Insomma, talvolta nella madre scatta un meccanismo difensivo estremo: “Ammettere che tuo figlio ha ucciso una donna – riflette la criminologa – significa distruggere un’immagine che hai costruito per anni. Una forma di autoconservazione: non si protegge solo il proprio figlio, ma la propria identità di madre”.

Donne, educazione e controllo

“Purtroppo nel nostro Paese c’è ancora una visione per cui le madri educano i figli maschi nel diritto di controllare la donna perchè sono le prime che si fanno controllare e che servono i figli. È una cosa inconscia, che le donne fanno in maniera automatica. Non voglio colpevolizzare le madri, che fanno quello che possono in una società che passa questo tipo di valori. O puntare il dito contro madri o padri. Questi ultimi però, come diceva Eric Fromm, dovrebbero esercitare la giustizia. Preoccupa il fatto che i figli hanno delle madri che li proteggono troppo e dei padri che colludono con loro, senza mostrare cosa è giusto e cosa è sbagliato”.

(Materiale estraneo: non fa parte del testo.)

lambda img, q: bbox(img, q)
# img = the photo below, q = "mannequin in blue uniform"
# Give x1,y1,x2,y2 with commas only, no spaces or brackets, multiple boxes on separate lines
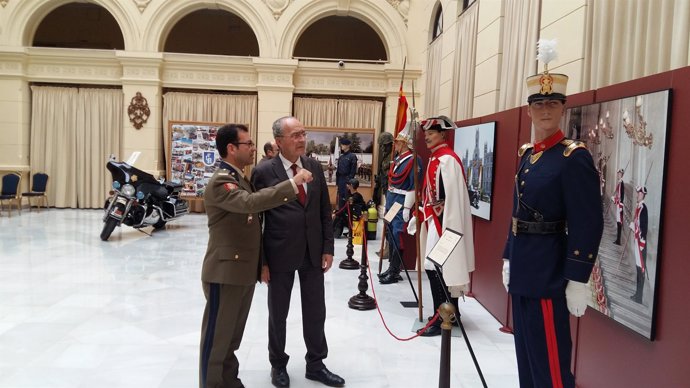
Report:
378,123,422,284
501,42,603,388
336,138,358,210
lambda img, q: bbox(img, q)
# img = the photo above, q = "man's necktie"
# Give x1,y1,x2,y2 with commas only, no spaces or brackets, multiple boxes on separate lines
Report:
290,164,307,206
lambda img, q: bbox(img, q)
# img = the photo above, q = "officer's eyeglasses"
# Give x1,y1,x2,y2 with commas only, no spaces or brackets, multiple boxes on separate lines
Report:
233,141,255,148
531,100,564,110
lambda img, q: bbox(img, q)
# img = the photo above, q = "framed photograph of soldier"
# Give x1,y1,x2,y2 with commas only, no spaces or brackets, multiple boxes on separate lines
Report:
304,127,375,187
167,120,223,198
452,121,497,220
561,89,671,340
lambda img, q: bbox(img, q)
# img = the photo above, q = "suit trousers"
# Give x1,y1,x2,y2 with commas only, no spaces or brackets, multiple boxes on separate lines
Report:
512,294,575,388
267,254,328,372
199,282,255,388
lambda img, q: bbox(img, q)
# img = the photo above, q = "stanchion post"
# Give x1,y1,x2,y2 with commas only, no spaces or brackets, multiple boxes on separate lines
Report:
339,199,359,270
348,236,376,310
438,302,455,388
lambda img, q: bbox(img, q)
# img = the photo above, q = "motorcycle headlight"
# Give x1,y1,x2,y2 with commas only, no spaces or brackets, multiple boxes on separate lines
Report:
136,191,145,200
112,181,121,190
122,184,136,197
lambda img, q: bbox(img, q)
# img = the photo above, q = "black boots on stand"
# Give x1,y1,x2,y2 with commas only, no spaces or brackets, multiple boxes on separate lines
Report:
418,269,460,337
379,242,403,284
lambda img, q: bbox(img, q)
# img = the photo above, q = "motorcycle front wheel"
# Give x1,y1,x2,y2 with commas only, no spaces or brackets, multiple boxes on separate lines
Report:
100,217,119,241
153,219,167,230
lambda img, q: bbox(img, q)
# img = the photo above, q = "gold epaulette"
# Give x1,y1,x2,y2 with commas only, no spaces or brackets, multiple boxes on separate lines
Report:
561,139,587,157
518,143,533,157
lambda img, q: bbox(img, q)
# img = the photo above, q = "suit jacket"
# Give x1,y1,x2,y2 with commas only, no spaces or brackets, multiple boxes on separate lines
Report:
252,155,334,272
201,161,296,285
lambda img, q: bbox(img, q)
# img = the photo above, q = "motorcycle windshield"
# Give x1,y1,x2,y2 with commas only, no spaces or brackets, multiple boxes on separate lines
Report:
106,161,158,185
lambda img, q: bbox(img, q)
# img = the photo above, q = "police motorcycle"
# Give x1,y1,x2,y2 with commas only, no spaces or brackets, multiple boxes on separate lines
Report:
101,153,189,241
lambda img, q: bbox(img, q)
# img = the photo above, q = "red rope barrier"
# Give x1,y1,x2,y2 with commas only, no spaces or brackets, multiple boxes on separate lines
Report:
359,218,441,340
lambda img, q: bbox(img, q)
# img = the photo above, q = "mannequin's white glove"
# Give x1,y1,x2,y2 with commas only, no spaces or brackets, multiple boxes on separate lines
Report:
402,208,410,222
501,259,510,292
406,216,417,235
565,280,590,317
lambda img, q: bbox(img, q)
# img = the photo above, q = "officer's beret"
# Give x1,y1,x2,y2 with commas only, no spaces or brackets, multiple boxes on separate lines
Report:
340,138,352,145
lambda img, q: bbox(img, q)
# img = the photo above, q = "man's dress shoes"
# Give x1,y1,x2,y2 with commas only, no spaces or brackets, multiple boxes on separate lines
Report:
305,367,345,387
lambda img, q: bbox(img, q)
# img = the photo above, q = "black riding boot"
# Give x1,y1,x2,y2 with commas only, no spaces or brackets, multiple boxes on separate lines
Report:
418,269,447,337
614,223,622,245
380,244,403,284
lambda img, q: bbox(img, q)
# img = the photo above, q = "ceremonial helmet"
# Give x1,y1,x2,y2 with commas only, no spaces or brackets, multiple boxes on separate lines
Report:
395,121,415,148
526,39,568,104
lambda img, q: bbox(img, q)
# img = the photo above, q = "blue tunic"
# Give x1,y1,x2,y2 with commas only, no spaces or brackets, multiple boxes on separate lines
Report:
502,139,603,298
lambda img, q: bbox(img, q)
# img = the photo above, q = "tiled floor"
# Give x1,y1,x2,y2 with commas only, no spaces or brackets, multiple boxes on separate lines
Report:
0,209,518,388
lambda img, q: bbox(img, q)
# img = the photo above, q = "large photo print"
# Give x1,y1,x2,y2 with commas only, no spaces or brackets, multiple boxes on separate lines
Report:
168,121,223,198
453,122,496,220
562,90,671,340
305,128,375,187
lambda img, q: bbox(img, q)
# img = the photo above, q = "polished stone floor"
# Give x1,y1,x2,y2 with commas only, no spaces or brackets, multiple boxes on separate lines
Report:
0,209,518,388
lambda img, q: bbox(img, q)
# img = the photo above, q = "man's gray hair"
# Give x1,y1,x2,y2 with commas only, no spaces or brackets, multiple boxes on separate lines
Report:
272,116,295,138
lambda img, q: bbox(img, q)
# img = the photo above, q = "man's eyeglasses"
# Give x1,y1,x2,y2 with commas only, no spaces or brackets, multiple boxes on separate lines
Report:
530,100,564,110
278,130,307,140
233,141,255,148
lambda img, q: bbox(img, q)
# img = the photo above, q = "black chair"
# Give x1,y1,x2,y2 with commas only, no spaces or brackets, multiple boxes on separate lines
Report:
0,172,22,217
22,172,49,211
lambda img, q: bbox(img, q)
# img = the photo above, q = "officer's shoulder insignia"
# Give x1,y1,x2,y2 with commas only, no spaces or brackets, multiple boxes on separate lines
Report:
217,169,229,176
561,139,587,157
518,143,533,157
223,182,238,192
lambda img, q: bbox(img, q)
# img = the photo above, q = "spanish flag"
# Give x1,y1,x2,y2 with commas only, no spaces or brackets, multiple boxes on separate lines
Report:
394,84,408,137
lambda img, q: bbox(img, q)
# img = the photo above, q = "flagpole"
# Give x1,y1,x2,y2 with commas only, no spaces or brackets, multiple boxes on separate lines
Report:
410,79,424,323
378,57,408,273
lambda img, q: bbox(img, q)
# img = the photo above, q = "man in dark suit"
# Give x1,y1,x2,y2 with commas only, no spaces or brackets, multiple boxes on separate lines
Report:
199,124,313,388
252,116,345,388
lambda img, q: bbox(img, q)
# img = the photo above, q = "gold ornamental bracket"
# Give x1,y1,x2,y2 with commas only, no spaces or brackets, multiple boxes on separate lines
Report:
128,92,150,130
622,96,653,149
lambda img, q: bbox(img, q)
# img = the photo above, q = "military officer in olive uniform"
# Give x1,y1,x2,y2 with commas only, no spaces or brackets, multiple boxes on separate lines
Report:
501,44,603,388
199,123,312,388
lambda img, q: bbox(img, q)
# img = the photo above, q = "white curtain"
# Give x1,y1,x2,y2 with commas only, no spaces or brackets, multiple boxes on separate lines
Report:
294,97,383,131
498,0,541,110
452,3,479,120
30,86,122,208
162,92,258,167
584,0,690,90
425,37,443,116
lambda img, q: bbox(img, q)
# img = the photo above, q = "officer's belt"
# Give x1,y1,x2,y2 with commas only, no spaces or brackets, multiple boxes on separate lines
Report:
388,187,413,195
511,217,566,236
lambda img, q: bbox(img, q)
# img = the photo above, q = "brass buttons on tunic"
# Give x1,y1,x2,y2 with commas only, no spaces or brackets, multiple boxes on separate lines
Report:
234,254,239,259
520,181,525,186
524,169,529,173
574,250,580,256
283,198,288,201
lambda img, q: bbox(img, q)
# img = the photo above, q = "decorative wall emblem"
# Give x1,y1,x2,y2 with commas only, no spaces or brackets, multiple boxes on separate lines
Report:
128,92,150,130
386,0,410,25
262,0,293,20
1,0,9,8
133,0,151,13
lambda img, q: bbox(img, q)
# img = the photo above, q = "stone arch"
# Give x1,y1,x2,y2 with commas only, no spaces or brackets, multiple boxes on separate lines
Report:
3,0,137,50
144,0,274,56
278,0,407,65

Una forbice tra i giovani maschi e femmine

Poi ci sono anche “madri che si colpevolizzano talmente tanto nel caso dei figli che delinquono, da arrivare a provare a togliersi la vita. Dobbiamo interrogarci su che tipo di educazione la società sta dando a questo ragazzi, messi su un piedistallo e cresciuti con troppi sì e pochi no. Nel momento in cui una donna sfugge al loro controllo – rileva la psicologa – diventano molto aggressivi. La nostra società sta aprendo una forbice: da una parte giovani donne che cercano l’autonomia, dall’altra coetanei che non sanno tollerare i no perchè non li conoscono. Risultato? Donne molto resilienti, maschi molto frustrati”.

La metafora delle madri che allattano troppo a lungo

Tutto questo è forse anche il risultato di “madri che metaforicamente allattano troppo a lungo il figlio, sminuzzano il cibo per lui da piccolo e gli semplificano la vita da grandi. Lo ricordo sempre ai genitori: il miglior successo è diventare inutili quando il ragazzo ha 18 anni. Scappiamo dalla protezione a oltranza e dall’idea di avere ragazzi perfetti. Siamo invece tutti imperfetti e dobbiamo imparare a trasformare i nostri vincoli in risorsa. Se invece ci illudiamo di essere perfetti, finiremo per scontrarci con la realtà: quando quel no arriva, scatta la rabbia e si diventa dei carnefici”, conclude Rossi.